Malignant proliferating trichilemmal cysts and tumours are extremely rare with very few documented cases been published in the literature [4]. The term malignant proliferating trichilemmal tumour was initially named by Saida et al., as tumour that showed the classical features of malignancy [5]. They which are wrongly diagnosed as squamous cell carcinoma, therefore it is important to differentiate from it as both share many common features. Most of proliferating trichilemmal tumours occur in the head and neck region but can involve any part of the body [1,6], commonly seen in females (84%) around the sixth and seventh decades of life [7].

Malignant change is suspected when there is a rapid increase in size with cells showing altered nuclear cytoplasmic ratio [1,8].

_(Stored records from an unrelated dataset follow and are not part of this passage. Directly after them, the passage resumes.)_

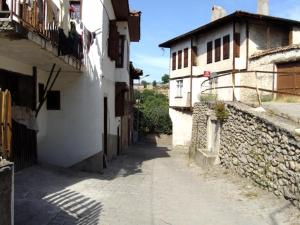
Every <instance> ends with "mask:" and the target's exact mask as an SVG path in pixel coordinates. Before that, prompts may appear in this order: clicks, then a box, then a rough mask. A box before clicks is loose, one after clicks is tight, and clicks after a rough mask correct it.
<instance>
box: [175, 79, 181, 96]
mask: <svg viewBox="0 0 300 225" xmlns="http://www.w3.org/2000/svg"><path fill="white" fill-rule="evenodd" d="M176 87H177V92H176V97H180V98H181V97H182V88H183V80H177V81H176Z"/></svg>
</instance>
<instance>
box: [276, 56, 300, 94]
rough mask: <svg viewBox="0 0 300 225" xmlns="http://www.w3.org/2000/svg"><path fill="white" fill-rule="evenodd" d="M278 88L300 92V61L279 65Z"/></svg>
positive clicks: (285, 63) (287, 91)
mask: <svg viewBox="0 0 300 225" xmlns="http://www.w3.org/2000/svg"><path fill="white" fill-rule="evenodd" d="M277 71H278V76H277V90H278V91H283V92H288V93H294V94H300V61H298V62H293V63H285V64H278V65H277Z"/></svg>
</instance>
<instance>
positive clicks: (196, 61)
mask: <svg viewBox="0 0 300 225" xmlns="http://www.w3.org/2000/svg"><path fill="white" fill-rule="evenodd" d="M197 56H198V49H197V46H193V47H192V64H193V66H197V65H198V63H197Z"/></svg>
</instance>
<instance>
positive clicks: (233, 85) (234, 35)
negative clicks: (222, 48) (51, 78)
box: [232, 20, 236, 102]
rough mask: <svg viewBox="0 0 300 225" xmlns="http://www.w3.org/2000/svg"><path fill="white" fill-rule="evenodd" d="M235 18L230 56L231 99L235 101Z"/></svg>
mask: <svg viewBox="0 0 300 225" xmlns="http://www.w3.org/2000/svg"><path fill="white" fill-rule="evenodd" d="M235 23H236V22H235V20H234V21H233V38H232V40H233V57H232V99H233V101H234V102H235V101H236V98H235V53H236V52H235Z"/></svg>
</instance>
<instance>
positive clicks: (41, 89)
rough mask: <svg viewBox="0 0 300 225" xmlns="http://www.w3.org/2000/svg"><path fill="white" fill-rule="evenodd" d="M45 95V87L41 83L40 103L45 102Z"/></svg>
mask: <svg viewBox="0 0 300 225" xmlns="http://www.w3.org/2000/svg"><path fill="white" fill-rule="evenodd" d="M44 95H45V85H44V84H41V83H39V102H40V103H41V102H42V101H43V98H44Z"/></svg>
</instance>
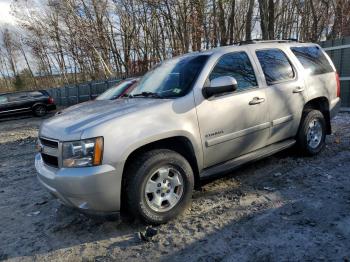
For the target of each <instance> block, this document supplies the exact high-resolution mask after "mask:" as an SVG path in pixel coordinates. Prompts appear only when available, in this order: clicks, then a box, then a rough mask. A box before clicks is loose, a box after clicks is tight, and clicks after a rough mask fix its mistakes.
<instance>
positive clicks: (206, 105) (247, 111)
mask: <svg viewBox="0 0 350 262" xmlns="http://www.w3.org/2000/svg"><path fill="white" fill-rule="evenodd" d="M220 76H232V77H234V78H235V79H236V80H237V83H238V89H237V90H236V91H235V92H233V93H228V94H223V95H218V96H213V97H210V98H208V99H202V100H199V99H197V100H196V107H197V115H198V122H199V129H200V133H201V138H202V146H203V152H204V167H209V166H212V165H215V164H218V163H221V162H224V161H226V160H230V159H232V158H235V157H238V156H240V155H243V154H245V153H248V152H251V151H254V150H256V149H259V148H261V147H264V146H265V145H266V141H267V139H268V137H269V127H270V123H269V118H268V114H267V111H268V108H267V101H266V94H265V90H264V89H261V88H259V86H258V82H257V80H256V75H255V71H254V68H253V66H252V64H251V60H250V58H249V55H248V54H247V53H246V52H245V51H241V52H233V53H228V54H225V55H223V56H221V57H220V58H219V60H218V61H217V63H216V65H215V66H214V68H213V70H212V71H211V73H210V74H209V75H208V78H207V81H206V84H208V83H210V81H211V80H213V79H214V78H217V77H220Z"/></svg>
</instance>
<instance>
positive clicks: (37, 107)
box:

Magnetic resonance imaging shows a poorly marginated, ovoid, soft-tissue mass, the mass showing isointense signal on T1-weighted images and hyperintense signal on T2-weighted images relative to muscle, while contrast-enhanced CT scans showed a large, well-encapsulated, cystic mass in the subcutaneous fat, in a study done by Kim et al., [9]. The treatment in malignant proliferating trichilemmal cyst is similar to other malignant skin lesions. Surgical excision with a 1cm conservative margin remains the mainstay of treatment. Adjuvant chemotherapy is not superior to adequate surgery alone [1]. There should be careful follow-up in the postoperative period for metastasis.

Conclusion

Malignant proliferating trichilemmal tumours are rare and cause difficulty in diagnosis for the surgeon and the pathologist as there is a high risk of recurrence and metastasis. Good clinical examination with appropriate investigative modalities and wide surgical excision is the definitive treatment while alternative therapies are still under consideration.